Netflix UK TV review: River Monsters
Ivan Radford | On 11, Dec 2016
When a programme begins with the immortal words “I’m Jeremy Wade, fresh water detective”, you know you’re in for a good time. ITV’s River Monsters sees Wade journey around the world looking for deadly aquatic beasts. He heads to Alaska to find a lake monster who, as legend has it, drags people down to their icy graces. He ventures to the Amazon to find a gargantuan gilled monstrosity supposedly inhabited by an evil spirit. He flies to south east Asia’s Mekong river in search of a fish that is chopping through people’s genitals.
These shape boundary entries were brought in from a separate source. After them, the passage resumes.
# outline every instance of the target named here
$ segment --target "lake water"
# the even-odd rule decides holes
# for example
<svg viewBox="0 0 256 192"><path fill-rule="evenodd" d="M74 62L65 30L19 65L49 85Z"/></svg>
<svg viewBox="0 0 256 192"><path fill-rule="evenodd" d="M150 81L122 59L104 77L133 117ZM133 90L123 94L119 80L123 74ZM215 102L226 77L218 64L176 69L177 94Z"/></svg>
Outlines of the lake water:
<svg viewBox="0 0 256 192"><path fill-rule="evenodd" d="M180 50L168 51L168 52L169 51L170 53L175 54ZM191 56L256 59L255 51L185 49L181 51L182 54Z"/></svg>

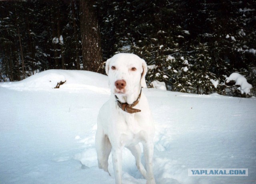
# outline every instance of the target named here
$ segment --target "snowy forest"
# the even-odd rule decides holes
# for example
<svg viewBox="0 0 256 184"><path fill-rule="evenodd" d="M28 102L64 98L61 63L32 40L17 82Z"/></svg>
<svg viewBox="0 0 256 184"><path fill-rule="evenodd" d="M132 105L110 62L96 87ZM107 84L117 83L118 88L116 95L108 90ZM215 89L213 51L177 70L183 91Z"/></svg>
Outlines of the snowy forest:
<svg viewBox="0 0 256 184"><path fill-rule="evenodd" d="M146 61L149 87L256 95L254 0L1 1L0 12L0 82L50 69L104 74L122 52ZM235 72L250 93L226 81Z"/></svg>

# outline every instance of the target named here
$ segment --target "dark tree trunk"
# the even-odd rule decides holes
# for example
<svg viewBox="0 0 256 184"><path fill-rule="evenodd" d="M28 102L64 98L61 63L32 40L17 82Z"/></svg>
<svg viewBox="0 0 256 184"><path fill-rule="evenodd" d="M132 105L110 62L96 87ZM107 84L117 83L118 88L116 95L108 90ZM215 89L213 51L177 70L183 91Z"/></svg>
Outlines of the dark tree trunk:
<svg viewBox="0 0 256 184"><path fill-rule="evenodd" d="M102 63L102 52L94 2L80 1L80 20L84 70L96 72Z"/></svg>
<svg viewBox="0 0 256 184"><path fill-rule="evenodd" d="M72 10L72 18L73 19L73 27L75 37L75 42L76 43L76 68L77 70L80 70L80 61L79 59L79 54L78 40L77 33L77 26L76 22L76 14L75 12L75 2L72 0L71 2L71 8Z"/></svg>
Wade narrates all these quests in gruff, intensely serious, hard-boiled tones. Like a Raymond Chandler novel. But with fish.
“Large or small, it’s their ability to inflict lethal damage that interest me,” he growls, not at all disturbingly, before he continues his hunt for yet another “unseen mutilator leaving a trail of disfigured victims”. One episode sees him begin his investigation at a fish market, where Wade sadly uncovers no prime suspects – an operation that he carries out with zero self-awareness whatsoever. Much like a normal police thriller. But with fish.
The whole thing is then cut together with close-ups of fish thrashing underwater in black-and-white, accompanied by scary music, just in case we might accidentally think this isn’t a serious piece of television, instead of a programme in which a very angry man looks for a fish.
Wade’s inability to keep silent becomes funnier and funnier as it goes on, particularly because the series makes such an effort to avoid long shots of him waiting on a riverbank with a fishing rod for hours on end. After all, that would be boring. ITV’s River Monsters – that’s “River Monsters” – is a lot of things, but never that.
“These waters are more treacherous then they look,” he warns, at one point, sailing down a very calm river. “Predators aren’t the only things that could be hidden in there.” Well, there’s that poor cameraman for a start.
One brief moment of realism sees Wade cast his line into the treacherous waters, only to snag the branch of a tree. “I need to switch tactics,” he declares, unfazed, and moves on to asking the locals if they’ve seen any suspicious fish recently. It’s hard to tell whether this is so daft it’s fun to watch, or strangely compelling in its own right. Either way, the result is the most hard-hitting piece of fish-based television since Ross Kemp on Salmon. It’s like the sequel to Ace Ventura: Pet Detective you never knew you wanted.
The programme has already reached its seventh season.
River Monsters Season 1 to 3 are available on Netflix UK, as part of an £9.99 monthly subscription.